Künftig können die Kommunen in begründeten Ausnahmefällen davon abweichen, wenn die Sicherheit dadurch nicht beeinträchtigt wird. Außerdem sollen die Verwaltungshürden beim Bau von Straßen gesenkt werden, indem zukünftig auf zeitaufwendige Planfeststellungsverfahren verzichtet werden kann, wenn für ein Projekt auch keine Umweltverträglichkeitsprüfung nötig ist, also eine Straße nicht durch Natur- oder Landschaftsschutzgebiete führt oder diese anderweitig tangiert.

Durch die Planfeststellungsverfahren mit ihren umfangreichen Anhörungsprozeduren wurde der Bau von Straßen einschließlich der Sanierung bisher häufig in geradezu unverantwortlicher Art und Weise verzögert.

So weit, meine Damen und Herren, könnten wir mit dem vorliegenden Gesetzentwurf sehr gut leben. Doch stellte sich bei der Behandlung des Gesetzentwurfs, insbesondere bei der Anhörung im Ausschuss, klar und deutlich heraus, dass dieser handwerklich schlecht gemacht ist. Die grundsätzlich richtigen Nachjustierungen aufgrund der Änderungsanträge der Koalitionsfraktionen konnten beileibe nicht alle Mängel des Gesetzentwurfs der Landesregierung beseitigen.

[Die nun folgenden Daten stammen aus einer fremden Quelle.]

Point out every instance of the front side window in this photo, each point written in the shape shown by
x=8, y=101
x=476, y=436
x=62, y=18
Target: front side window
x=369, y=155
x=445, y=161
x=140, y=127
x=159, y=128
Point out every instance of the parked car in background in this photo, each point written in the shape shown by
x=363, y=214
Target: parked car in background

Besonders bemerkenswert fand ich es, meine Damen und Herren der Koalition, dass Ihnen erst aufgrund der Stellungnahme des Verbandes der öffentlich bestellten Vermessungsingenieure und aufgrund eines Änderungsantrags der DVU-Fraktion bewusst wurde, dass die von der Landesregierung geplante Regelung in § 12 Abs. 2 des Brandenburgischen Straßengesetzes zu massenhaft falschen Vermessungsunterlagen und Schadensersatzansprüchen in unabschätzbarer Höhe sowie zu einer Klageflut geführt hätte.

Und es gehörte schon ein gerüttelt Maß an Rabulistik dazu, meine Damen und Herren von SPD und CDU, unseren Änderungsantrag zunächst einmal abzulehnen, um ihn dann mit einigen umgestellten Formulierungen als eigenen Änderungsantrag wieder einzubringen und sodann mehrheitlich anzunehmen und in den Gesetzentwurf der Landesregierung die entsprechende neue Formulierung aufzunehmen. Also wieder einmal ein Plagiat.

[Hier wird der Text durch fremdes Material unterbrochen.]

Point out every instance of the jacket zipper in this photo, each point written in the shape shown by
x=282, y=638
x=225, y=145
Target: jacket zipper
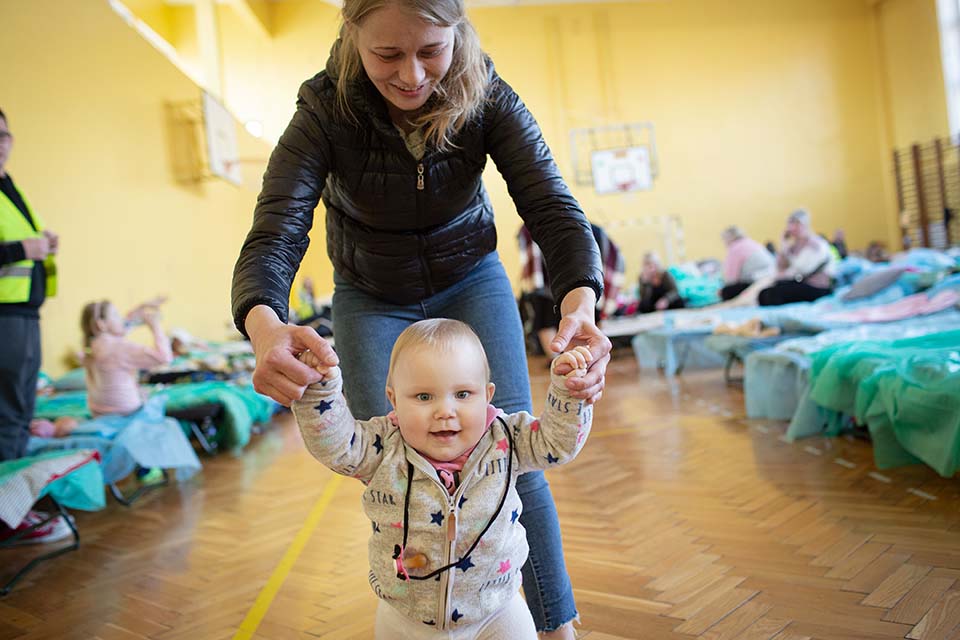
x=446, y=583
x=424, y=267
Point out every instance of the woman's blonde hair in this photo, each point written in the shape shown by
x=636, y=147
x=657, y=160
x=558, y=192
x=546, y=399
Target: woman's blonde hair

Doch der Gesetzentwurf hat noch weitere handwerkliche Mängel, insbesondere beim Schutz und der Wiederaufforstung von Alleen, der Bürgerbeteiligung oder beim Bau von Straßen durch geschlossene Ortslagen von Dörfern und Kleinstädten. Da die DVU-Fraktion jedoch die Grundintention, die Verwaltungsvereinfachung und den zügigen Neu-, Aus- und Umbau der Landesstraßen, nicht behindern will, werden wir uns bei der vorliegenden Beschlussempfehlung der Stimme enthalten.

(Beifall bei der DVU)

Das Wort erhält der Abgeordnete Schrey.

Frau Präsidentin! Meine sehr verehrten Damen und Herren! Einer der Auslöser für die Gesetzesänderung war zweifelsohne der Sonderausschuss zum Abbau von Normen und Standards. Bei ihrer Arbeit haben die Mitglieder stets darauf geachtet, welche Belastungen der Bürger, Kommunen und Unternehmen im Land Brandenburg wirklich notwendig sind und welche nicht.

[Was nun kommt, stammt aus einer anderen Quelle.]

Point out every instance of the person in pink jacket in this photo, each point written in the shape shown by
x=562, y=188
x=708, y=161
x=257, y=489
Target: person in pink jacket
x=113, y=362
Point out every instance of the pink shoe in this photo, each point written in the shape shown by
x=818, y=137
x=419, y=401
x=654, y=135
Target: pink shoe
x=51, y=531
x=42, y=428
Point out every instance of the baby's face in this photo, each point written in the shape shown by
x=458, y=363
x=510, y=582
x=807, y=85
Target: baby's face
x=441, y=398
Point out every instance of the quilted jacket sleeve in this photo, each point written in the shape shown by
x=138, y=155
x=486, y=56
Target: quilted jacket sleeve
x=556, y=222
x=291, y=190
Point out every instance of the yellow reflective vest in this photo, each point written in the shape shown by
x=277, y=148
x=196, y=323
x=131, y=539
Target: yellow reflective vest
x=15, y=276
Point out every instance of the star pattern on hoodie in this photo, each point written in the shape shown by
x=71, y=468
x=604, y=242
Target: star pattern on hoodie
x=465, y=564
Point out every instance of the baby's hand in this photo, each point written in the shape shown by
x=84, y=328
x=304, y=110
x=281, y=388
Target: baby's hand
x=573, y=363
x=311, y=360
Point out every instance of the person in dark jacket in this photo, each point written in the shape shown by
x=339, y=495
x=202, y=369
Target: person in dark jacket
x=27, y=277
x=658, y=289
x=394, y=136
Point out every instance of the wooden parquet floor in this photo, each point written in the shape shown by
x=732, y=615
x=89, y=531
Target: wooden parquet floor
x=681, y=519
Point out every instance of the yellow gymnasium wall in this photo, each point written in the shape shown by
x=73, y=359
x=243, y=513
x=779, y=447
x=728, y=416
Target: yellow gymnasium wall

Neben der Bauordnung war das Brandenburgische Straßengesetz eines jener Gesetze, die einer Novellierung unterzogen werden sollten. Die Landesregierung hat dem Landtag das Gesetz zu Beginn des Jahres vorgelegt. In den Beratungen hat sich entgegen der Meinung der Landesregierung durchaus gezeigt, dass das Straßengesetz einer Novellierung bedurfte.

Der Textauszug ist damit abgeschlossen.